Health insurance hedges against poverty

Ipec Commissioner Dr Grace Muradzikwa

by NORMA TSOPO

*Booker Mlambo – a retired young soldier, left his family in deep financial distress. Without medical insurance, his illness forced the sell-off of his silver Toyota Wish, six goats and three cattle.

Even then, he lost the battle in mid-August.

“He left an incomplete house in his rural home and the capital assets he had acquired for his young family’s benefit went with him,” said his grieving widow who was left to raise three minor children, adding that there are still yet more outstanding debts to cover.

“It’s as if the mysterious disease that afflicted him wanted to make sure we are left with absolutely nothing.”

This scenario repeats itself in thousands of homes across the country.

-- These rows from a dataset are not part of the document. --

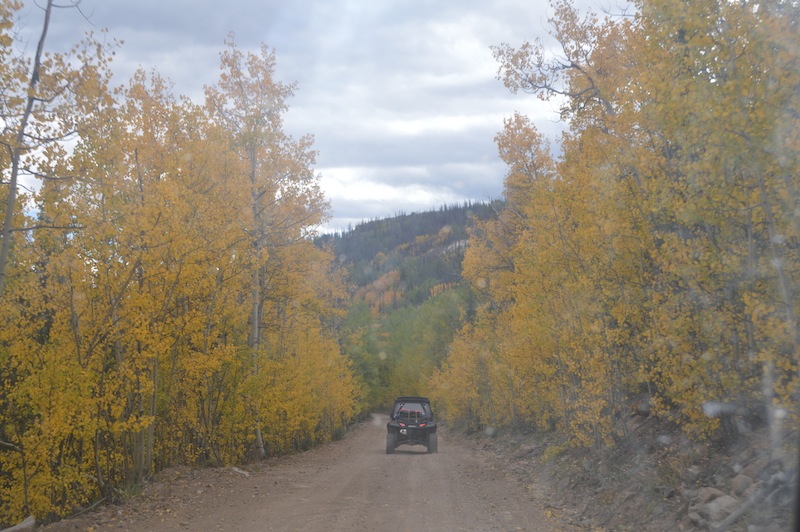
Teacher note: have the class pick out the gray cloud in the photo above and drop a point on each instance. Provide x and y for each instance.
(400, 96)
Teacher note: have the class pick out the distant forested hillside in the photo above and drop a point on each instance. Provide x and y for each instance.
(408, 297)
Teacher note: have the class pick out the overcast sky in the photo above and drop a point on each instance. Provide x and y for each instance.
(401, 96)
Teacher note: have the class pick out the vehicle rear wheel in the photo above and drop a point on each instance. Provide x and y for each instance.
(391, 438)
(433, 443)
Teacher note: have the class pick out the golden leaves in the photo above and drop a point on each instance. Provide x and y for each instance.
(660, 251)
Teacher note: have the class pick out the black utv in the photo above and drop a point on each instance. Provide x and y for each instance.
(411, 423)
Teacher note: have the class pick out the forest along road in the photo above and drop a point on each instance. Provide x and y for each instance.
(348, 485)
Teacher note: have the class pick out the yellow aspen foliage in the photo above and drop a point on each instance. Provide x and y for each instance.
(128, 341)
(658, 254)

Only seven percent of Zimbabweans have access to health insurance according to Zimbabwe Statistical Agency (Zimstat).

Labour and Economic Development Research Institute of Zimbabwe (Ledriz) researcher and economist Prosper Chitambara observes that out of pocket health care costs are resultantly a major driver of poverty in Zimbabwe.

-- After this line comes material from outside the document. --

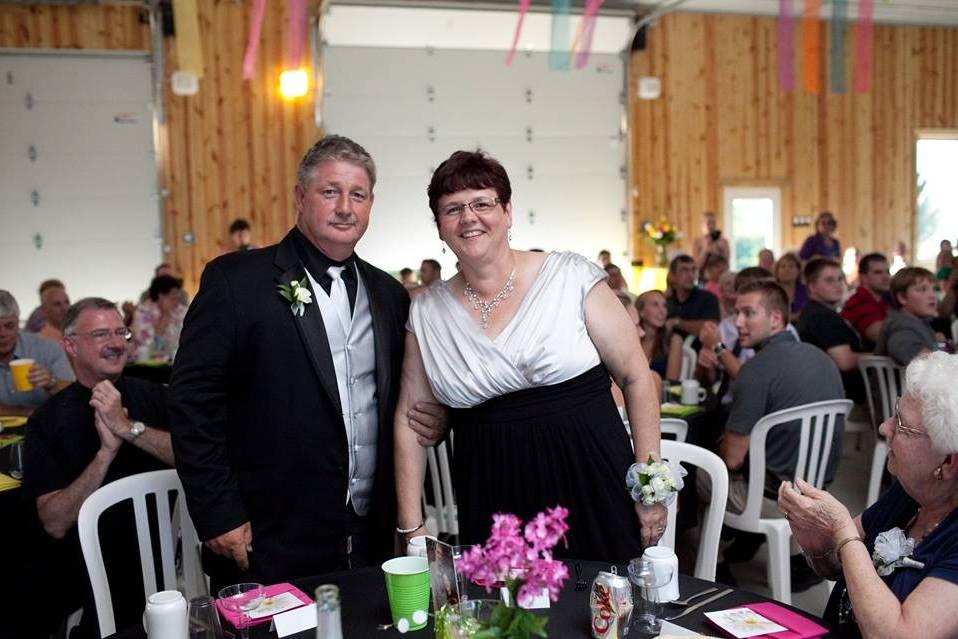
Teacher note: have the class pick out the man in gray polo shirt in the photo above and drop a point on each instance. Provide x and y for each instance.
(50, 373)
(784, 373)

“High levels of poverty have a major factor in pushing people into poverty, Medical services in most poor countries constitute 40 percent of households’ expenditure.”  He said.

The respected economist posits that health care and social protection are the two biggest factors in driving worsening poverty levels in a country in which 30 percent are extremely poor and over 60 percent are considered moderately poor according to Zimstat.

According to World Health Organisation statistics government is only committing under US$30 per person per year leaving the populace to fund their own health care, in the process driving them into poverty.

It’s one of the lowest in the world in the same regions with poor war-torn countries like Eritrea and Somalia.

The Ledriz economist said the country could have been offering better health cover if it had been adhering to the Abuja declaration, for which it is a signatory, that demands that it commits at least 15 percent of the budget to healthcare.

Insurance and Pensions Commission (Ipec) commissioner of insurance, pensions and provident funds, Grace Muradzikwa during her address to journalists during the virtual launch of the Ipec and National Social Security Authority (NSSA) 2020 Insurance and Pensions Journalists Mentorship programme said health insurers were critical economic enablers as they hedged families from vagaries of disease and accidents.

The commissioner said this was also in line with sustainable development goal three on promoting good health and wellbeing.

“Through health insurance, medical aid schemes and workmanship compensation, households are protected from accident injuries, disability and high cost of medication,” Muradzikwa said.

She said the insurance sector aided the attainment of sustainable development goal one on ending poverty for all.

“Through social protection, insurance can offer safety net to vulnerable households not to fall into poverty,” she added.

Without the vital cover from private insurers Chitambara is challenging government to ease on pay as you earn and corporate tax which it says would leave employees with more disposable income and improve business competitiveness but increase sin taxes to fund social protection and health insurance.

“This model has worked in Asia… government will be able to mobilise additional resources and ease pressure on workers 90 percent of whom I estimate to be poor,” he said.

This has also been adopted by South Africa which introduced a 20 percent sugar tax in 2017 to finance a National Health Insurance Scheme. Currently it is spending an average of US$400 per person per year.

Mlambo’s widow and children are already looking up to charitable organisations for their welfare. “We lost everything from my husband and breadwinner to everything he had hoped we would survive off as a family.”

*name changed to protect the privacy of the family.